Molik David C, Pfrender Michael E, Emrich Scott J
Biological Sciences, University of Notre Dame, Notre Dame, IN 46556, USA.
Electrical Engineering and Computer Science, University of Tennessee-Knoxville, Knoxville, TN 37996, USA.
Methods Protoc. 2020 Mar 12;3(1):22. doi: 10.3390/mps3010022.

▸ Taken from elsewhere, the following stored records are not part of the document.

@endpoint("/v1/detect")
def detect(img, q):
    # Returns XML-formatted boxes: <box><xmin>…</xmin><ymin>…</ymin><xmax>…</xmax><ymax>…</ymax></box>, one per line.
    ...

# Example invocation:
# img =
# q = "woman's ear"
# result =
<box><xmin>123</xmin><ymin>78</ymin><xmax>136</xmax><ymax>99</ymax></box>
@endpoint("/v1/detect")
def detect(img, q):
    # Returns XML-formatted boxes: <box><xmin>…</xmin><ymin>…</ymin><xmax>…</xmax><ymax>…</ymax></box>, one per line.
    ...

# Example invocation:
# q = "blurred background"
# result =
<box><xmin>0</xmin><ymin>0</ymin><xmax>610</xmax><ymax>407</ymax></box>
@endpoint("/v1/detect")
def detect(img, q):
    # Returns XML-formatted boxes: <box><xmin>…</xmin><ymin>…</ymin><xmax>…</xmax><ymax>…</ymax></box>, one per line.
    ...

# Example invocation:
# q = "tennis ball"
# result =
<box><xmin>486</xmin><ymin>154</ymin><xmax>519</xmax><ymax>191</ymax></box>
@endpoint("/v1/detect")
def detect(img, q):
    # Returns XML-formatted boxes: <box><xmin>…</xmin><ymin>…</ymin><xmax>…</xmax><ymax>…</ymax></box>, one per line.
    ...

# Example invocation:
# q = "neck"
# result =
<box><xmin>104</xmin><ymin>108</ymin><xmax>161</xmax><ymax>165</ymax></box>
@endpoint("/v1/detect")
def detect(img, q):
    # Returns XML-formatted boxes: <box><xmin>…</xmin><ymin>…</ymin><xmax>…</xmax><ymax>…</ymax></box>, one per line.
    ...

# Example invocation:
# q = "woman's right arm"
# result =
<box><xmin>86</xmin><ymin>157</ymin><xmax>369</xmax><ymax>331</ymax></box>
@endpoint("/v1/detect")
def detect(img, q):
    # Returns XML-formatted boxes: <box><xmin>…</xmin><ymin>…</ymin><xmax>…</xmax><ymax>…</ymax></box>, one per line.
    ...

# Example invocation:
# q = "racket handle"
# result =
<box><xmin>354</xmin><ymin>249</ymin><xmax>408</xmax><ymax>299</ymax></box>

The advent of next-generation sequencing has allowed for higher-throughput determination of which species live within a specific location. Here we establish that three analysis methods for estimating diversity within samples-namely, Operational Taxonomic Units; the newer Amplicon Sequence Variants; and a method commonly found in sequence analysis, minhash-are affected by various properties of these sequence data. Using simulations we show that the presence of Single Nucleotide Polymorphisms and the depth of coverage from each species affect the correlations between these approaches. Through this analysis, we provide insights which would affect the decisions on the application of each method. Specifically, the presence of sequence read errors and variability in sequence read coverage deferentially affects these processing methods.
新一代测序技术的出现使得在特定位置内生活的物种能够以更高的通量进行测定。在此,我们确定了三种用于估计样本多样性的分析方法,即操作分类单元、较新的扩增子序列变体以及序列分析中常见的一种方法——最小哈希,它们会受到这些序列数据的各种特性的影响。通过模拟,我们表明单核苷酸多态性的存在以及每个物种的覆盖深度会影响这些方法之间的相关性。通过这项分析,我们提供了一些见解,这些见解会影响对每种方法应用的决策。具体而言,序列读取错误的存在和序列读取覆盖度的变异性会对这些处理方法产生不同的影响。